Jumat (3/10) sekira pukul 10.00 WIB, saya bersama istri dan anak jalan-jalan menggunakan dokar, yaitu sebuah sarana transportasi menggunakan kuda yang kini mulai sulit ditemukan di daerah kelahiran saya di Brebes, Jawa Tengah. “Mi, jalan-jalan yo pakai dokar,” ajak saya kepada istri yang terlihat sudah mulai jenuh tinggal di dalam rumah beberapa bulan.

Tanpa pikir panjang lagi, istri saya pun langsung menyetujui ajakan saya itu. Setelah beres-beres peralatan di dede kecil yang sudah mulai tambah lucu, kami bertiga berangkat menuju lokasi dimana para sopir dokar biasa mangkal. Suasana di area mangkal para dokar ini terlihat berbeda dengan hari-hari sebelum lebaran.

Jika sebelumnya kegaduhan, kebisingan dan kemacetan menjadi pemandangan menjenuhkan dan menjengkelkan. Kini, dua hari pasca lebaran pemandangan menjadi normal kembali. Hanya ada beberap toko kelontongan dan toko kelontongan yang masih buka.

Di pinggir jalan persimpangan pasar Desa Ketanggungan tampak seorang pria yang mulai keriput akibat usianya yang telah tua. Kakek ini terlihat asyik mengelus-ngelus seekor kuda putih yang belakangan bernama si Manis. “Biar saya saja Bi yang menawar harganya. Khawatir kalau Abi yang nawar tidak bisa,” kata istri sambil menggendong Fadia yang matanya terlihat bening.

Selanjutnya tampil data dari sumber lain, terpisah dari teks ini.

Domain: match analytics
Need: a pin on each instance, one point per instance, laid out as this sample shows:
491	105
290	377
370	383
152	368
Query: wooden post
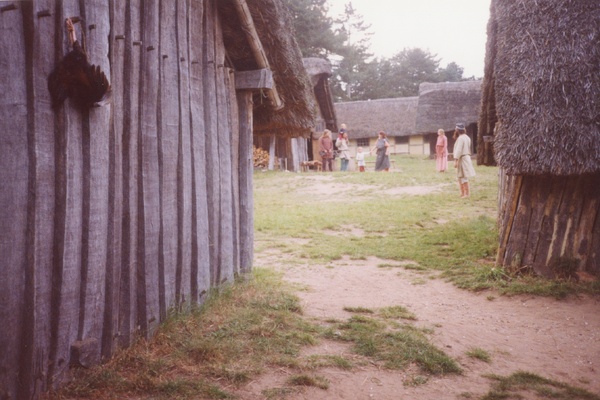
244	99
148	183
200	275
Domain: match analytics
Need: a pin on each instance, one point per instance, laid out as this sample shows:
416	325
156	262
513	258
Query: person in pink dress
441	152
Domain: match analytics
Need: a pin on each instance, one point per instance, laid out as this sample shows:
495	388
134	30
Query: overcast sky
454	30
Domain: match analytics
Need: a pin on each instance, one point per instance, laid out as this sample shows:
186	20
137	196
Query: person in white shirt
462	159
360	159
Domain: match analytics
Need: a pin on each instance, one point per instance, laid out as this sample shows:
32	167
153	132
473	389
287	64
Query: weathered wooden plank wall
112	217
548	222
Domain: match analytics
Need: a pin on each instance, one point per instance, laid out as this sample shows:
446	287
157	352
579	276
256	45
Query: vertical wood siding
112	217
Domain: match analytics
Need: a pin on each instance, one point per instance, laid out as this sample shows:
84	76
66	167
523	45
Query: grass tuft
522	382
479	354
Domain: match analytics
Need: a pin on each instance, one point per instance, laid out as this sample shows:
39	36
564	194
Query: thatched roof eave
542	87
271	22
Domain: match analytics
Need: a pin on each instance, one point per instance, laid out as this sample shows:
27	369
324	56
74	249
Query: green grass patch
520	383
308	380
240	331
479	354
397	312
395	346
434	231
359	310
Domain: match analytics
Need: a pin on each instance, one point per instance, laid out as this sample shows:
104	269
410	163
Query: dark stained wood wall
112	217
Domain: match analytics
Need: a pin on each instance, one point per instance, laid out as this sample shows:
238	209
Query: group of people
461	154
327	151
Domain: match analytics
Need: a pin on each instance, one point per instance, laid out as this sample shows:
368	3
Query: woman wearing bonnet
462	159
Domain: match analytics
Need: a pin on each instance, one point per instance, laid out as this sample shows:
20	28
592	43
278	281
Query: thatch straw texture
319	71
543	60
272	21
442	105
364	119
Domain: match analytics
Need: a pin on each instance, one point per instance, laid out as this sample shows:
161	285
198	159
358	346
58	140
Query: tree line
357	74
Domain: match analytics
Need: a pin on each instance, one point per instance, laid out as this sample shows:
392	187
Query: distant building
411	123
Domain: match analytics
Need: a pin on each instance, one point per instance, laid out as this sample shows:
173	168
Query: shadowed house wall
114	216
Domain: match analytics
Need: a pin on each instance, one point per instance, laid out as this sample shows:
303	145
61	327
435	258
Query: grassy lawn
438	230
256	324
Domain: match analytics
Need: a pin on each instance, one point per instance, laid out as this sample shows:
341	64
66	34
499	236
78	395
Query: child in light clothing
360	159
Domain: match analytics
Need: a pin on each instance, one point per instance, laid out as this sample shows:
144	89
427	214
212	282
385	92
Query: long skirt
382	162
441	161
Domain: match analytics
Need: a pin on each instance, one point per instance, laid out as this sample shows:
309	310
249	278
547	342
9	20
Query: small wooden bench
371	164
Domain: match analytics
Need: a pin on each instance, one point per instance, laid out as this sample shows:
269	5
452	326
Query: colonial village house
113	216
411	123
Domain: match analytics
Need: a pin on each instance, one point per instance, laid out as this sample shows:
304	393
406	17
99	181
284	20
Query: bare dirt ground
556	339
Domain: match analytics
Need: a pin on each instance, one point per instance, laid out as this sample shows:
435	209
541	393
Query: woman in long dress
462	159
382	162
441	152
326	150
342	145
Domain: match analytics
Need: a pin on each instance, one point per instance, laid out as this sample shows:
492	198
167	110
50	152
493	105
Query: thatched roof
396	117
319	71
442	105
542	78
272	22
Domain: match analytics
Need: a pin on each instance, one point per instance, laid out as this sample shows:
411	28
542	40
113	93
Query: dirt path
555	339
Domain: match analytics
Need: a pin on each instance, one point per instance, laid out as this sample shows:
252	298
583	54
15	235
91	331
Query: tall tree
353	68
314	29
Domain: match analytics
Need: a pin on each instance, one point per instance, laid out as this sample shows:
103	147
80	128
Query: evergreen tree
345	43
314	32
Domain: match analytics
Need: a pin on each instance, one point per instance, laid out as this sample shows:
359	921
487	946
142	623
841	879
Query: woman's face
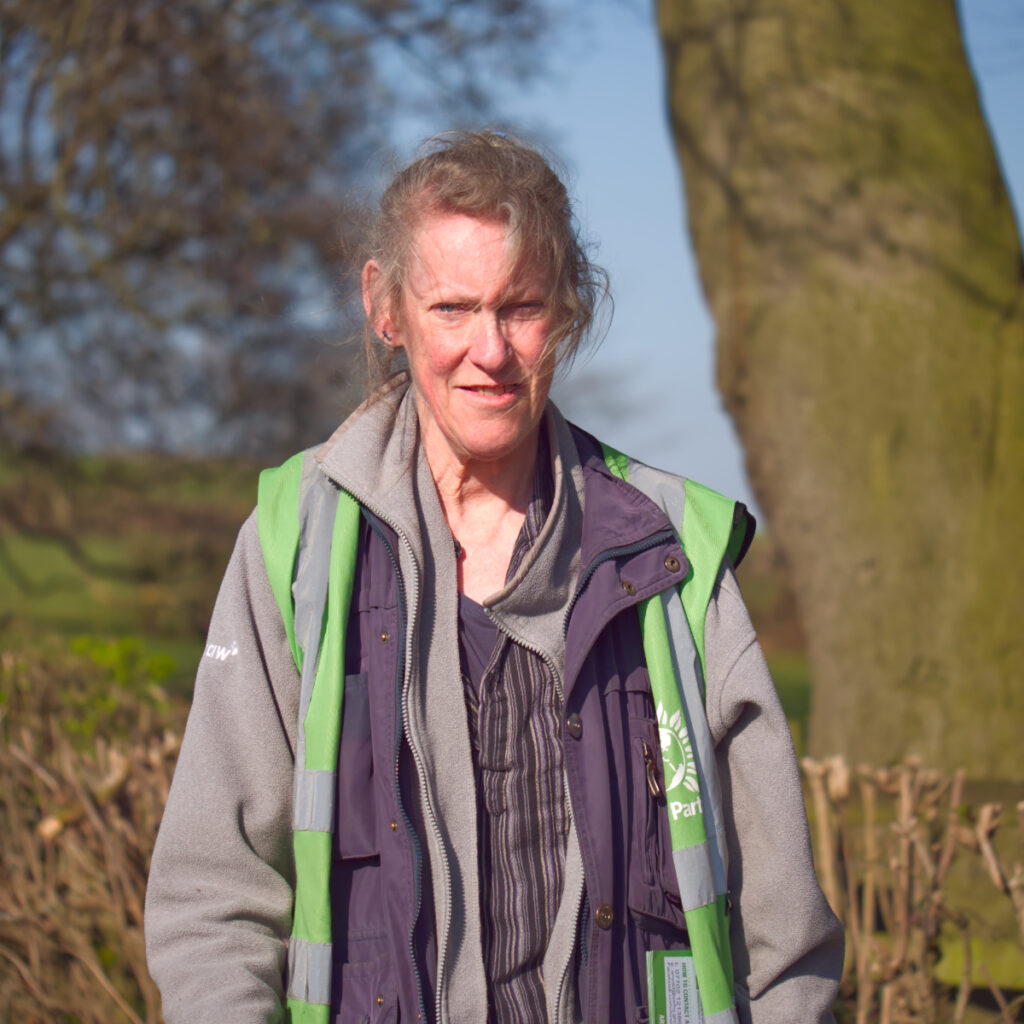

Memang sejak saya merantau di Serang, Provinsi Banten tahun 1999 lalu komunikasi saya dengan bahasa Brebes menjadi agak sulit sehingga sering mengkhawatirkan istri ketika membeli barang. Dari jarak dekat saya mengamati diplomasi istri dengan pemilik dokar.

Setelah melakukan proses negoisasi akhirnya disepakat harga sewa dokar Rp 60.000. Awalnya, pemilik dokar menawarkan harga cukup tinggi yaitu Rp 80.000. Usai persetujuan kami langsung naik dan bergerak menuju salahsatu rumah makan lesehan di Kampung Alang-alang, Desa Kersana. Jika dihitung jarak perjalanan dari lokasi mangkal dokar sekira 7 kilometer.

Bunyi alas kaki kuda terdengar seperti nada sebuah lagu, rapi dan teratur. Sesekali kuda putih yang usianya 15 tahun itu menengokan kepalanya ke kiri dan ke kanan. Fadia kecil yang saya pangku persis di belakang kuda seperti menikmati perjalanan pagi itu.

Genderang knalpot dan hembusan angin menjadi irama kuda terasa enak di dengar. Mata Fadia pun tertuju kepada kuda yang ada di depannya. Bahkan, sesekali anak pertama saya ini jingkrak-jingkrak sambil berteriak seperti ingin menaiki kuda tanpa harus di dokar.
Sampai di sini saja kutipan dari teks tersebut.